After I refused to wear winter hats, my mother bought me a pair of earmuffs. When I wore them, my sister and her friends teased me so badly that I ended up in tears. This hurt even worse than the hat/mittens. I never wore them again.
The hat and earmuffs that show up in my drawings and fiction are sort of my “worst case scenario” of humiliation. Both affect me strongly enough to wake up traumatic feelings and deepen my submission. This space is both submissive and little.
Fur affects me in different ways but it all starts with being an infant. It was very dry during the winter and I used to rub my face against the bottom of the crib I was in. My skin would get so chapped that it would crack and bleed. To fix this, my mother put various soft items in my crib hoping I would rub against those, and it worked. One of the items was a rabbit fur pelt. I loved how it felt.

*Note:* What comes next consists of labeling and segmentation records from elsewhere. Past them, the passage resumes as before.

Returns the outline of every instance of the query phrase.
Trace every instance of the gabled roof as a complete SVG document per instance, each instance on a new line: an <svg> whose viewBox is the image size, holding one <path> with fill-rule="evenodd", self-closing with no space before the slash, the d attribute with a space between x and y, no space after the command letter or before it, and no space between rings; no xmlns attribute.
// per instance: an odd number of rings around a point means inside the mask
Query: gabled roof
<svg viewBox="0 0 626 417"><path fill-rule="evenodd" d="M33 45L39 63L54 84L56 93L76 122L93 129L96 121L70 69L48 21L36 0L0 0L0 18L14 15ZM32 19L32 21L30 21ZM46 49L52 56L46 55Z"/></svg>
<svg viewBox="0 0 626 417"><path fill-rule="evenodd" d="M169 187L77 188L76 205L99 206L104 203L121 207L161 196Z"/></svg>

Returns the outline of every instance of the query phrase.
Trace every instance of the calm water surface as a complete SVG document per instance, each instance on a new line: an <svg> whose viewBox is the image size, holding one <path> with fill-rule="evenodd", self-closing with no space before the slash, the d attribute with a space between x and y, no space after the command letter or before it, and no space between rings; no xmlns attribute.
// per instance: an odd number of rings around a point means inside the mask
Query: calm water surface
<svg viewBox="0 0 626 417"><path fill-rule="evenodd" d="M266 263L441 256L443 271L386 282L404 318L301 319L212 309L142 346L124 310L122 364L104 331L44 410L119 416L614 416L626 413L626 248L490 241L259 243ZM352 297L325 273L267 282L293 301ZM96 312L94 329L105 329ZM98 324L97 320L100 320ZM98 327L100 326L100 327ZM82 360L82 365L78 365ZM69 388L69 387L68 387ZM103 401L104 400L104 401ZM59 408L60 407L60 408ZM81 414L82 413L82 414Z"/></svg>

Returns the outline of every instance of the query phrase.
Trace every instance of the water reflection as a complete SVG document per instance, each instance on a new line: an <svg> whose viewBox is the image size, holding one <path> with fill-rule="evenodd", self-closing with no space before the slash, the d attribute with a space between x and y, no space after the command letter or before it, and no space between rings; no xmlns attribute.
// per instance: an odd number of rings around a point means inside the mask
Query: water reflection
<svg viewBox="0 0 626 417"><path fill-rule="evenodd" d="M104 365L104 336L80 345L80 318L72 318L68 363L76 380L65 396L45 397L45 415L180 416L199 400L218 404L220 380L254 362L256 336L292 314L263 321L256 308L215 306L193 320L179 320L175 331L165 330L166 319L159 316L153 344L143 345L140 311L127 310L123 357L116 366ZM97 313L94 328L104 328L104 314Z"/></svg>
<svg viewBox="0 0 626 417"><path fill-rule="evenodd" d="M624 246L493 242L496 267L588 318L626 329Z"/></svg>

I ended up really enjoying the touch of fur. My mother had a fur coat. My sister had a fur coat. When no one was around I would pet them in the closet and rub them against my cheek. One day at age four my sister caught me and shamed me to tears about it (and my mother supported her side). From then on I buried it as a deep dark secret. I would pet them when no one was around. if we were in a store and they had fur I coudln’t resist touching it. If we were at someone else’s house and they had fur in the closet I would secretly pet it. I felt screwed up. It made me feel embarrassed and ashamed.

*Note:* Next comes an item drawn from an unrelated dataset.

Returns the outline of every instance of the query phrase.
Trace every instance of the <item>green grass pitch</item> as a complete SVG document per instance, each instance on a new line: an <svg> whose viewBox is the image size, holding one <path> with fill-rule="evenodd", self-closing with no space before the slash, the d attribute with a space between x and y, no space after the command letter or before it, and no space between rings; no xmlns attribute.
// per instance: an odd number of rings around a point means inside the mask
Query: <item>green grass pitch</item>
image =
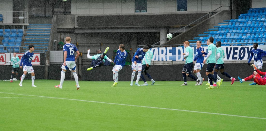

I was able to rid myself of the need to touch fur but when I would see it, I would secretly gaze upon it with longing. Only women wore fur. I would watch them. At some point while watching them I began to notice beauty. At some point I began to see a woman in fur as the most beautiful thing on the planet. It makes me want to worship her and submit. It triggers my “adult” submissive.
There is another way that fur affects me and that is at the prospect of wearing it. As I wrote about the hat and earmuffs, my experiences with severe humiliation and shaming happened with a hat with a fur pom pom and fuzzy faux fur earmuffs. Anything even remotely similar makes my skin crawl and it triggers my submission. Additionally, there is the mountain of guilt and shame around my desire to touch fur that I carried for 20+ years. My sister’s words still ring in my ears: freak… pervert… sicko. The prospect of wearing any fur makes me excited because I want to touch it but then I get crushed under the shame. If I want to wear it… it makes me a freak… pervert… and a sicko. And besides, fur is always on women’s clothes… which opens a new can of guilt and shame.
For years since entering the lifestyle I assumed that since being forced to wear those types of women’s clothes and being humiliated for it aroused me, that I was a sissy. I have since learned that they are my submissive triggers that carry with them embarrassment, shame, and humiliation.
Things get twisted up inside of me in a needlessly complex way. However, this has always been wielded as a useful tool by the Dommes I have served. Think of it as an “easy button” for pushing me so deeply into my submission that I cannot do anything but obey.